If K.'s story conjures the image of a nicotine-stained, slightly paunchy businessman suffering a heart attack, think again. The stereotyped candidate for heart attack may be overweight, overachieving, under-exercised,hypertensive-and resoundingly male-but the fact is coronary heart disease is no more a "man's disease" than is the flu.
Of the one million Americans with the disease, virtually half are women. Of the half-million fatal heart attacks in the United States every year,247,000 occur in women. Among the fortunate survivors of heart attack is K.--for Katherine--a Boston suburbanite now doing well after her mild heart attack in 1993.
Coronary heart disease is the number one cause of premature death-in men and women-in the industrialized world. Women are six times more likely to die of a heart attack than of breast cancer. And women who have a heart attack are twice as likely to die within a few weeks as men who experience a similar attack.
Whence, then, the notion that coronary heart disease is a problem that only men need worry about? Blame it partly on biology: statistics show that heart attacks in women before the age of menopause are rare. A 40 year-old woman has only about one-fourth the chance of dying from heart disease of a man the same age.

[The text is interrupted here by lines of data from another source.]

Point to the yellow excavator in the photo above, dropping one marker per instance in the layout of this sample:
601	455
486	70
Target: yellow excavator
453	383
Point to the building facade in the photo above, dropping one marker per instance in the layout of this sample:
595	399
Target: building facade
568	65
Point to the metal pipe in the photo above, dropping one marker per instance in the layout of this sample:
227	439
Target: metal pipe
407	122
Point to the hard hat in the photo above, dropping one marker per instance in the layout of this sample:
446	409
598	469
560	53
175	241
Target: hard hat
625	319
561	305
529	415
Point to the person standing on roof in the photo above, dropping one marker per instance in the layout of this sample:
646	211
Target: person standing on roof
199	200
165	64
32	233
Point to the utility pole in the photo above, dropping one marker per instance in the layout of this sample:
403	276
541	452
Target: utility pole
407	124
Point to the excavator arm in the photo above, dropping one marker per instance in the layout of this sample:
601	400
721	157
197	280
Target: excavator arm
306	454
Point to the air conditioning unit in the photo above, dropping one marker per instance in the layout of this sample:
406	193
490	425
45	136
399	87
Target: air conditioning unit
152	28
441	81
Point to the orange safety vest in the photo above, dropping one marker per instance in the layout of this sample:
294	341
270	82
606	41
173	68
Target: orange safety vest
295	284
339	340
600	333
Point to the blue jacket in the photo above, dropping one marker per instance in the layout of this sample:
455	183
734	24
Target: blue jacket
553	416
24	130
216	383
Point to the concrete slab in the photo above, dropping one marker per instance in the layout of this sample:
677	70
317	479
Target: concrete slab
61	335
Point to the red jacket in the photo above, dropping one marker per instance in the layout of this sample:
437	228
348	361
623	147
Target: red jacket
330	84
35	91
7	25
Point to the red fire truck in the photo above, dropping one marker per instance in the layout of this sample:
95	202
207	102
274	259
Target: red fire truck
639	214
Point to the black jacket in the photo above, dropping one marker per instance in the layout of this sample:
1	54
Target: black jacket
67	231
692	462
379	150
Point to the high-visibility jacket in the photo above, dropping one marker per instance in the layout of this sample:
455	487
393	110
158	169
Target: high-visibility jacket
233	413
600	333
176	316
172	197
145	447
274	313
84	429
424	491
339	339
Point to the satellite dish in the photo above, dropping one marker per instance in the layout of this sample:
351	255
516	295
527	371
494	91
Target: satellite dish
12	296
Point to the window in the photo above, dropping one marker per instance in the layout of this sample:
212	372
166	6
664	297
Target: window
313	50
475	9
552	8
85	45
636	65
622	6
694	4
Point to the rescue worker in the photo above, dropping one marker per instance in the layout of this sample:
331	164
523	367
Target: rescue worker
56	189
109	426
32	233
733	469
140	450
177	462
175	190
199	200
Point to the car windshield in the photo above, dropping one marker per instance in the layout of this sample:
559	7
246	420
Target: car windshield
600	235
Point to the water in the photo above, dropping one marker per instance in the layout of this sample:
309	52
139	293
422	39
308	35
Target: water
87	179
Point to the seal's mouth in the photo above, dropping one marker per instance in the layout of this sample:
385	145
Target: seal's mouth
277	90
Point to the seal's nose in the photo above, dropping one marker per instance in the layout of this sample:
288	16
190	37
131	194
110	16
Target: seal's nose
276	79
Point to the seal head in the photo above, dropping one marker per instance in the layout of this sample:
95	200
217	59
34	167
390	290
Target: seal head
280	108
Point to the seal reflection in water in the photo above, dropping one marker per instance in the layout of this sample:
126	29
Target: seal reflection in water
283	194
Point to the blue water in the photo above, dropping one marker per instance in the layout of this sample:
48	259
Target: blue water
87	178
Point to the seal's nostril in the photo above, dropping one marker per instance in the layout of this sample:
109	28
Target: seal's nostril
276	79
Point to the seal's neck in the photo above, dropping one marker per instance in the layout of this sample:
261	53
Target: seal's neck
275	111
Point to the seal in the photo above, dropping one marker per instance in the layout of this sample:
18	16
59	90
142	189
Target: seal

But there are other reasons for the misconception. Inadvertently, perhaps, it has been reinforced by researchers who have studied coronary artery disease and doctors who have treated it. Until recently, nearly all epidemiologic studies of coronary disease-what causes it, how it can be treated, and how it can be prevented-have been performed on men. And there is abundant evidence, some scientific, some anecdotal, that physicians have treated coronary disease less aggressively in women than in men.

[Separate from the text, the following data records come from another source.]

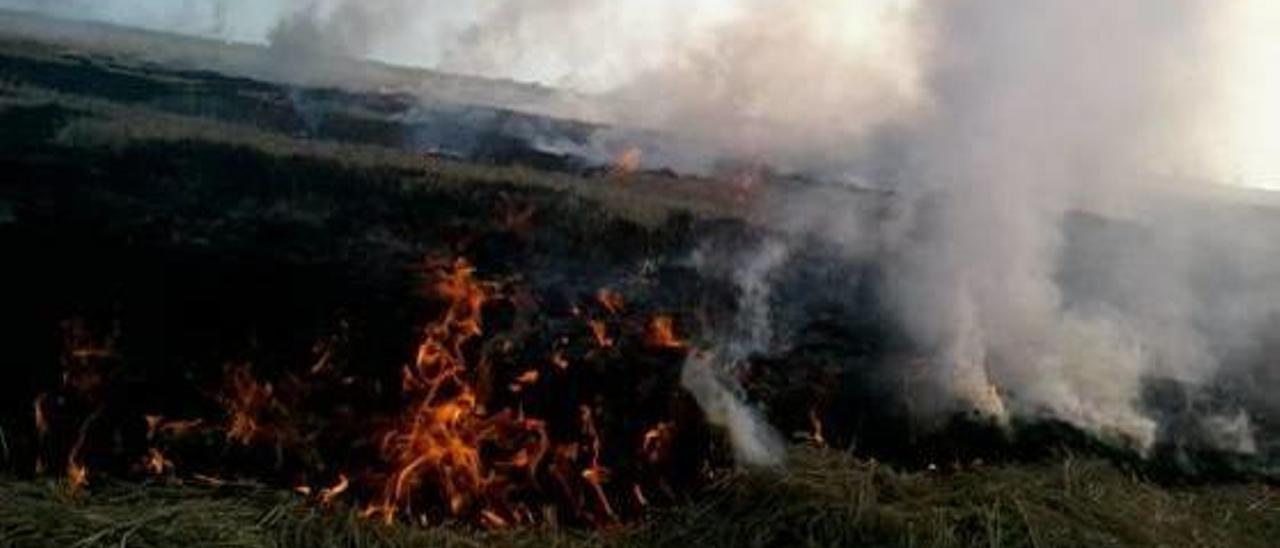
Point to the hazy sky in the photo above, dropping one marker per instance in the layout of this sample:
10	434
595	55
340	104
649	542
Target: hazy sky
594	45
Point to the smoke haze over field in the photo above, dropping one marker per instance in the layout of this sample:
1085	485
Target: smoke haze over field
1004	120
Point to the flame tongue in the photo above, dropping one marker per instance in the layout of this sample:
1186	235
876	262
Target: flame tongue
437	450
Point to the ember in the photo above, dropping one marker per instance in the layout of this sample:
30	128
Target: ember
662	333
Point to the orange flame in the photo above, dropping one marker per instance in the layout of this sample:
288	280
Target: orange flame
246	401
657	442
156	464
662	333
626	163
438	447
330	493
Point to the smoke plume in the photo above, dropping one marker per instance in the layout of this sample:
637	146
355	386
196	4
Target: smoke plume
1054	238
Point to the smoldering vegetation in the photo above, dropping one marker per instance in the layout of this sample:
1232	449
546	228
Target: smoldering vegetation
983	292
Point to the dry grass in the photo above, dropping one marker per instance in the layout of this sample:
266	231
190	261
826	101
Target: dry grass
823	498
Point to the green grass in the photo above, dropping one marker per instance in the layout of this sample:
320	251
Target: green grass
822	498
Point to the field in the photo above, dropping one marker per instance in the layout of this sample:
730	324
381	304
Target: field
186	246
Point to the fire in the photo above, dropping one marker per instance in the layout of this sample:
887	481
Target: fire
437	450
330	493
594	474
246	401
77	476
662	333
657	442
156	464
626	163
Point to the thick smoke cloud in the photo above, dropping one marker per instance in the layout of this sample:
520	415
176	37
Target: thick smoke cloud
1052	242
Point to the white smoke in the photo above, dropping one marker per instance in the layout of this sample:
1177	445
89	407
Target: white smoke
1004	118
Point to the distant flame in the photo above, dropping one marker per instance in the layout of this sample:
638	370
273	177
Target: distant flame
626	163
662	333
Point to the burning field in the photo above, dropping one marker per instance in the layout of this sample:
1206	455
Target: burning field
248	313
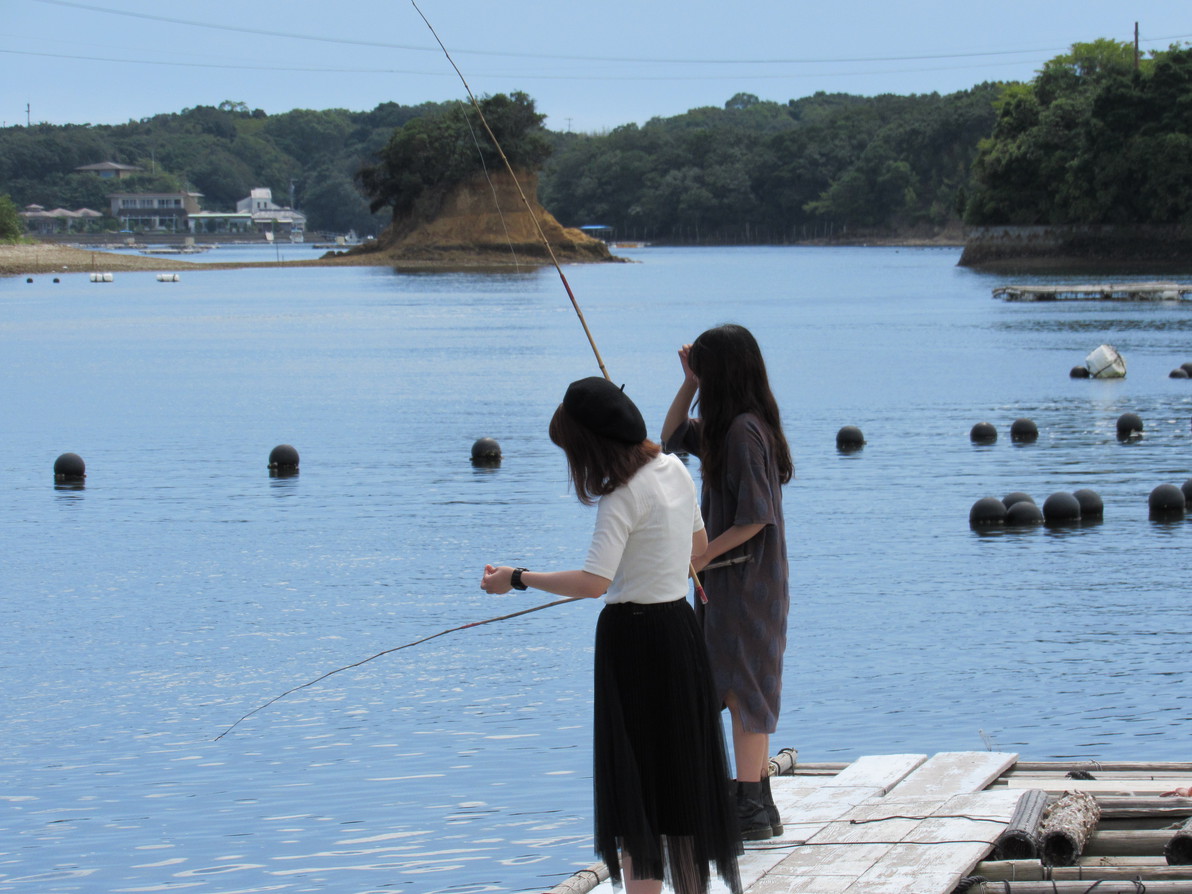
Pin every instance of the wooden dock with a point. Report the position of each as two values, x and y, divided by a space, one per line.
1097 292
957 823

Whatever the roots of this bias, it has left many women with a false sense of safety-one that could imperil their lives. "Traditionally, women have not believed they would get heart disease, so they haven't sought treatment as aggressively as men have," says Elizabeth Ross, a cardiologist and head of the committee on women and heart disease at the Washington, D.C., chapter of the American Heart Association (AHA). "A man may be playing racquetball and feel a pain in his chest and think right away that it's a heart attack. A woman may experience chest pain and dismiss it as indigestion and not seek prompt treatment."

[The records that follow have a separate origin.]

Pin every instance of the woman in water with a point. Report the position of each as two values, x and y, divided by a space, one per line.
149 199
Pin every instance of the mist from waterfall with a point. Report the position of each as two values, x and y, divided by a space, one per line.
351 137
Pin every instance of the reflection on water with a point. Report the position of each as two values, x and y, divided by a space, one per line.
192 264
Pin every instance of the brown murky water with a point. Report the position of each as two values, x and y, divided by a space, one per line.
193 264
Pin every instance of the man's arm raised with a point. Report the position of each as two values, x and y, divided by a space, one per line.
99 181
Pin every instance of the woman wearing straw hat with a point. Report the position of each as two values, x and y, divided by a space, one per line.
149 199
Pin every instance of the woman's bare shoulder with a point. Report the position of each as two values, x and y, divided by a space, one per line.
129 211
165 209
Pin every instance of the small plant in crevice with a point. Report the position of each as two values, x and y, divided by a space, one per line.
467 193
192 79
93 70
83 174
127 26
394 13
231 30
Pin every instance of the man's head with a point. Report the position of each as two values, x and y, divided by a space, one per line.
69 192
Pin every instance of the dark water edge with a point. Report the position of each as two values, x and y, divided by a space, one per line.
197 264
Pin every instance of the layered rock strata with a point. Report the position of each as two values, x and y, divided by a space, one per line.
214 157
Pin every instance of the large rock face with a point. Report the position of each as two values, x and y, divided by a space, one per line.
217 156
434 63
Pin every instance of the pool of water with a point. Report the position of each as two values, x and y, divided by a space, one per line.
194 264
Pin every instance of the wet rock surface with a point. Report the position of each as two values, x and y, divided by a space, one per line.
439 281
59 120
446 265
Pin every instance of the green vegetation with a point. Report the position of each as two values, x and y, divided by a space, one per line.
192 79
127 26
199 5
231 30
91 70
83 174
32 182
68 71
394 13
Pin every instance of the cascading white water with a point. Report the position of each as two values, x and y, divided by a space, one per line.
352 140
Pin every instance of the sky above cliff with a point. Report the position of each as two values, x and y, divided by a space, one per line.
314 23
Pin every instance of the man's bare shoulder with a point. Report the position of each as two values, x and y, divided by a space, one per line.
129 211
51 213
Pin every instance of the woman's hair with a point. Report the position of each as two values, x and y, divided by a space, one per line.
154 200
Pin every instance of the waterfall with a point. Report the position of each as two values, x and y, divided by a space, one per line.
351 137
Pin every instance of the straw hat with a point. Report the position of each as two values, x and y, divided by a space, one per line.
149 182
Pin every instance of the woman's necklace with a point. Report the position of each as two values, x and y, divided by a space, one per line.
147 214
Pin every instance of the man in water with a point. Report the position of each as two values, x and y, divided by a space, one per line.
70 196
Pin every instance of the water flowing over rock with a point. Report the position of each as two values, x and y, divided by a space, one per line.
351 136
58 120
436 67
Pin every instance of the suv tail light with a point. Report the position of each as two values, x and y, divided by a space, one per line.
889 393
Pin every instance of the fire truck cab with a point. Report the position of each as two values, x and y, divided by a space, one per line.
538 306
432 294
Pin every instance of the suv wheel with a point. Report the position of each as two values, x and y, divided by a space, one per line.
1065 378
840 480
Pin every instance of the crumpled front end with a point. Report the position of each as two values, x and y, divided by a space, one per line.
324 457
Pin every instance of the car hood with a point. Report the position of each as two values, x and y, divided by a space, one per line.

Such delays can be catastrophic. Modern blood-thinning drugs used to treat heart-attack victims are most effective if administered within four hours of the onset of symptoms. A woman who dismisses the symptoms of a heart attack as stomach trouble, who lies down and tries to "sleep it off" before seeking treatment can do irreparable, possibly fatal, damage to the heart.
Recently, however, women's heart disease has begun to emerge from its public eclipse. A massive public-information campaign by the AHA has spread the word that older women are just-or nearly-as likely to develop coronary disease as men are. And physicians are becoming more attuned to signs of the disease in their female patients. "There has been a definite consciousness-raising about this issue," Ross says. "The prevalence of heart disease in older women, combined with the fact that women tend to live longer than men, mean that women's heart disease is going to be a public health issue for a long time to come."